CAB: Soa. Mas o princípio da majoritariedade é ínsito à democracia. Do ângulo de Lago houve uma usurpação, lhe tomaram o mandato no tapetão. Do ângulo da Roseana é: “Devolveram meu mandato. Só não tirei o primeiro lugar no primeiro turno porque não fraudei, não assinei 1.817 convênios em ano eleitoral transferindo 805 milhões de reais para 156 municípios”. E esse é só um exemplo. É preciso entender que, pela ânsia de derrubar uma oligarquia, um feudo, não se pode perder o senso de medida, partir para o vale-tudo eleitoral. O que nós achamos, os cinco ministros, é que houve ilicitude na eleição de Lago. O grupo que se propôs a derrubar o clã Sarney se desmesurou, perdeu a noção de limite.

CC: Usou práticas piores?

CAB: Não sei dizer se piores, mas condenáveis. Quando isso acontece, você não deixa de ser escravo. Troca de senhor. No Maranhão, o (então) governador José Reinaldo Tavares congregou em torno de si três candidatos formalmente distintos, cada qual com seu partido, mas de fato unificados.
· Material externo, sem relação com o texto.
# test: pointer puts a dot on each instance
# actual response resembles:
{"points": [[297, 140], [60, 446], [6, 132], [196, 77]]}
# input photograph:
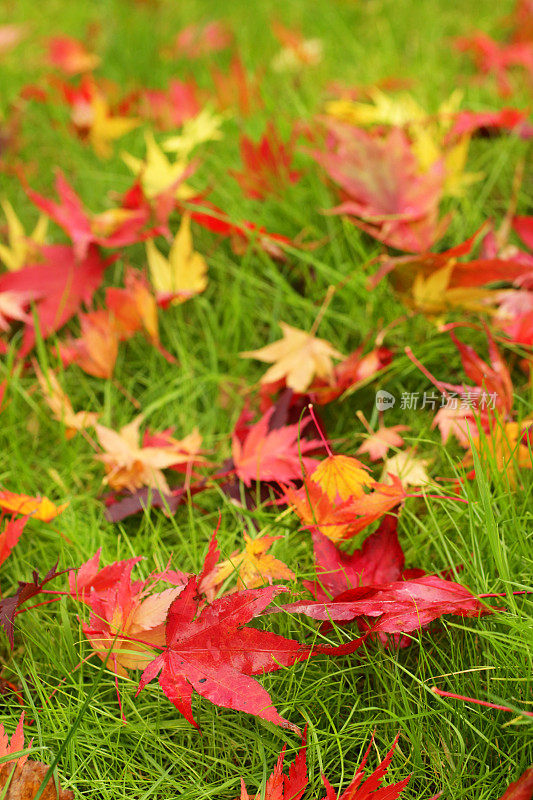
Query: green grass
{"points": [[470, 752]]}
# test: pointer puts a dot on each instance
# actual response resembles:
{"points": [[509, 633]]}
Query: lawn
{"points": [[479, 527]]}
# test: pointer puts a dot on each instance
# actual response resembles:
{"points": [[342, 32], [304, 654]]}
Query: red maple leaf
{"points": [[372, 583], [267, 164], [58, 286], [359, 789], [284, 787]]}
O primeiro turno lá foi meio de fancaria, um arremedo. Houve uma só chapa não pró algo, mas contra algo. Isso é um defeito histórico da esquerda. As forças de esquerda não são propositivas, são desconstrutivistas. É um viés que vem de Marx, parece até uma maldição. Marx foi brilhantíssimo ao demolir as bases do capitalismo, mas não foi gênio ao erguer as bases do socialismo.
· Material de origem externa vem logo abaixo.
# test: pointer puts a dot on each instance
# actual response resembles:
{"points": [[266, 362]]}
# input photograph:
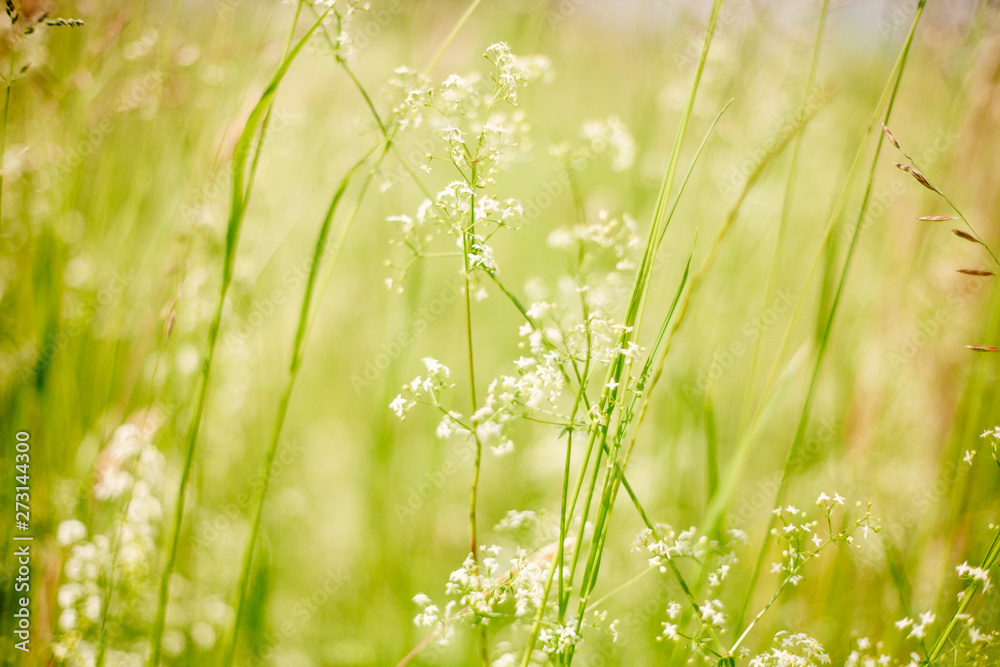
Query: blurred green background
{"points": [[117, 172]]}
CC: Em sua opinião, dentre todos os crimes eleitorais, há um mais nocivo que os outros?

CAB: O pior de todos é o uso da máquina, porque não se distingue a administração do administrador, o espaço público é encarado como se fosse o prolongamento do espaço pessoal, familiar ou grupal. O uso da máquina administrativa é um golpe mortal na impessoalidade. Além disso, um dos princípios regentes da disputa é a paridade, a isonomia entre os contendores. Se você faz uso da máquina, quebra a espinha dorsal da isonomia. Os contendores já não estão em pé de igualdade para disputar.

CC: O tribunal estará de olho no uso da máquina pelo presidente Lula em 2010?
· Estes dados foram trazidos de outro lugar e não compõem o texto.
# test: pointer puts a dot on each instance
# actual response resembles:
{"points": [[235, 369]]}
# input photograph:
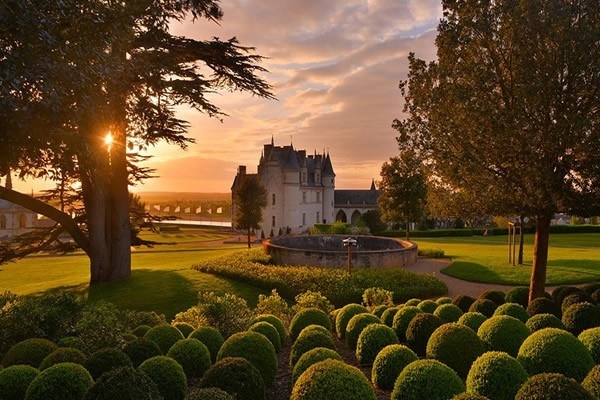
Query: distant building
{"points": [[301, 191]]}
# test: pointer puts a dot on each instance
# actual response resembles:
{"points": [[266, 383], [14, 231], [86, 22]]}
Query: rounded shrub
{"points": [[402, 319], [255, 348], [141, 330], [555, 350], [28, 352], [61, 355], [372, 340], [356, 325], [312, 357], [543, 306], [15, 380], [503, 333], [269, 331], [345, 315], [388, 316], [448, 313], [273, 320], [236, 376], [212, 339], [124, 384], [168, 376], [184, 328], [455, 345], [420, 329], [141, 350], [513, 310], [552, 387], [472, 319], [164, 336], [496, 375], [541, 321], [591, 339], [306, 317], [581, 316], [484, 306], [66, 381], [591, 383], [427, 306], [463, 302], [192, 355], [427, 379], [310, 339], [332, 379], [106, 360], [388, 364]]}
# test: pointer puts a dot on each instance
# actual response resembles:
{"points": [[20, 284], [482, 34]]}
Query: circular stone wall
{"points": [[328, 251]]}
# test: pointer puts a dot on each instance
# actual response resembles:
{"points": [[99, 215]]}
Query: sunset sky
{"points": [[335, 67]]}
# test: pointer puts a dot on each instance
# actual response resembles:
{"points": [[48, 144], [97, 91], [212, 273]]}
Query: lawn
{"points": [[572, 258]]}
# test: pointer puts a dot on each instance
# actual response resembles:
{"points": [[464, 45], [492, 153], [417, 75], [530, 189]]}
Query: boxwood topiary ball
{"points": [[332, 379], [124, 384], [503, 333], [541, 321], [28, 352], [211, 337], [270, 332], [496, 375], [141, 350], [356, 325], [106, 360], [65, 381], [448, 313], [427, 306], [581, 316], [312, 357], [513, 310], [472, 319], [420, 329], [276, 322], [455, 345], [168, 376], [463, 302], [555, 350], [192, 355], [238, 377], [310, 338], [552, 387], [485, 306], [345, 315], [164, 336], [389, 363], [402, 319], [306, 317], [372, 340], [255, 348], [427, 379], [497, 296], [61, 355], [15, 380], [591, 339]]}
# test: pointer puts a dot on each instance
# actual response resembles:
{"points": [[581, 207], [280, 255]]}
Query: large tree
{"points": [[509, 112], [74, 71], [403, 190]]}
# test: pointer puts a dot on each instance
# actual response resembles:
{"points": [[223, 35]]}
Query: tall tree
{"points": [[74, 71], [403, 190], [509, 111], [249, 199]]}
CAB: Espero que cheguemos a uma fase de maturidade da nossa vida pública que leve o governante a entender que, no ponto de partida da campanha, ele já é privilegiadíssimo. Toda a visibilidade é dele e de seu candidato. E se ele não se contenta com isso, parte para a indistinção entre o público e o privado, entre obras do governo e campanha eleitoral, é uma demasia que precisa ser podada urgentemente.

CC: Ainda se ganham muitas eleições de forma suja no País?

CAB: Isso tende a diminuir. Parto da convicção de que ou as pessoas compreendem que em uma democracia os costumes se arejam, mesmo, ou não têm futuro. O político vai parar um dia e dizer: “Ou eu mudo ou não tenho futuro”.

CC: Como ficou sua proposta de divulgar a ficha corrida dos candidatos na Justiça?

CAB: Como tudo que é novo, houve avanços e recuos. Mas conseguimos colocar na agenda das grandes discussões nacionais o tema da vida pregressa dos candidatos. Quando assumi a presidência do TSE, convoquei os partidos e coloquei ênfase em três focos: a questão do financiamento das campanhas eleitorais, o emprego do dinheiro arrecadado e a prestação de contas. Se cuidarmos bem dessas três coisas, poderemos fazer uma reforma política, porque está praticamente comprovado que a corrupção administrativa começa pelo financiamento espúrio de campanha. Quem financia por baixo dos panos vai cobrar por baixo dos panos.

CC: Há mais corrupção na política do que povoa o imaginário popular?

CAB: Não tenho condição de quantificar, mas, por efeito da maturação do processo democrático, viceja e se adensa uma compreensão de que tudo vem a lume, de que tudo deve vir à tona. E a tecnologia ajudou muito na visibilidade. Temos, hoje, no TSE 18 mil doações de campanha sob suspeita. Por quê? Porque agora a Justiça Eleitoral está cruzando os dados eletrônicos com o Banco Central, com a Receita Federal, INSS... Não vale mais esconder a poeira debaixo do tapete porque sempre vai aparecer alguém para levantá-lo. Não só vai descobrir a poeira como quem a colocou ali. A tecnologia, cada vez mais sofisticada, caminha na direção da ética, da transparência e da democracia. Antevejo uma sociedade em cinco, dez anos, bem melhor do que a atual. A tendência a desvendar os bastidores da política é animadora.